Petra war, für ihre Verhältnisse jedenfalls, bemerkenswert schüchtern. Herr Hartwig wunderte sich, stand aber dann doch auf und folgte ihr. Sie gingen zum Reiterstübel.

„Das ist Frau Taube, die Mutter von unserem Reitlehrer, und das ist mein Vater“, stellte Petra hastig vor, als sie angekommen waren. Frau Taube saß noch am Tisch, Toni stand daneben. „Wir haben Frau Taube aus ihrem Stübchen im oberen Stock heruntergeholt, damit sie den Faschingszug sehen kann, und nun möchte sie wieder hinauf.“

„Ja, und?“ fragte Petras Vater verständnislos, aber freundlich.

„Wir haben es versucht, Toni und wir“, gestand Petra, dann schwieg sie. Ihr Vater setzte sich.

„Ja?“ fragte er.

Petra wußte nicht weiter, was bei ihr selten vorkam. Da begann Toni zu erklären.

Sie hatten, als die anderen Leute das Lokal verlassen hatten, Frau Taube zur Treppe hingeführt und versucht, sie auf der Rutsche wieder hinaufzuschieben. Das war natürlich nicht gegangen, obwohl Petra, Anja und Toni sich nach Leibeskräften bemüht hatten. Herr Hartwig besichtigte die von Petra und Anja angebrachte Rutsche und schüttelte den Kopf; er schüttelte ihn noch, als er ins Reiterstübel zurückkam.

„Wer hatte denn diese Idee“, fragte er, das heißt, er fragte es nicht, sondern sah nur seine Tochter an.

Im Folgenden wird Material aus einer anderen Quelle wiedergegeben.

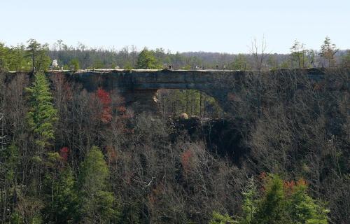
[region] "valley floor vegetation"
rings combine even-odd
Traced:
[[[313,66],[302,52],[295,69],[273,71],[253,54],[255,71],[213,83],[225,105],[165,90],[157,115],[136,115],[116,91],[46,74],[55,54],[76,54],[59,62],[74,69],[114,58],[59,44],[0,46],[2,223],[349,223],[350,70],[332,44],[320,82],[300,69]],[[174,66],[195,58],[165,55]],[[164,62],[146,49],[133,58],[130,67]]]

„Aber …“, setzte Petra an.

„Ich bin selbst schuld, ich hätte nicht darauf eingehen sollen“, sagte Frau Taube und hatte solch ein nettes Lachen um den Mund, daß Herr Hartwig ganz gerührt war, „aber ich wollte halt gar zu gern dabeisein dürfen, endlich wieder einmal.“

„Wir brauchen einen zweiten Mann“, sagte Herr Hartwig entschlossen. „Ich helfe Ihnen. Kannst du nicht deinen Vater holen, Anja, der ist doch auch da, soviel ich weiß?“

„Oder Onkel Kurt“, rief Petra. Sie wußte, das würde Anja lieber sein. Anja nickte erleichtert und rannte davon. Sie fand Onkel Kurt auch bald und kam mit ihm zurück, und die beiden Männer brachten es fertig, Frau Taube zurück in ihr Stübchen zu bringen. Sie bedankte sich sehr. Petras Vater setzte sich zu ihr, nachdem Onkel Kurt gegangen war. Ihn zog es zu Cornelia.

Auch Petra und Anja waren davongelaufen, sie mußten ja im Reitverein helfen. Erst später erfuhren sie, was Herr Hartwig mit Frau Taube besprochen hatte. Und als sie das hörten, strahlten sie und fanden ihn „eine Wucht“.

Ihm war etwas Wundervolles eingefallen. Er wollte mit dem Reitlehrer reden und, dessen Einverständnis vorausgesetzt, für Frau Taube einen kleinen Lift bauen, mit dem sie nicht nur bis ins Reiterstübel und wieder hinauf, sondern sogar bis nach unten fahren konnte.

„Ein paar Schritte bis zu einer Bank, die wir dort aufstellen, werden Sie sicherlich gehen können, und dann haben Sie es doch viel besser“, sagte er herzlich. Frau Taube strahlte.

„Da hat mein Sohn bestimmt nichts dagegen! Wenn das möglich ist …“

„Wozu bin ich denn Architekt.“ Herr Hartwig lächelte. „Möglich ist so was bestimmt. Ich habe mir alles genau angesehen“, sagte er.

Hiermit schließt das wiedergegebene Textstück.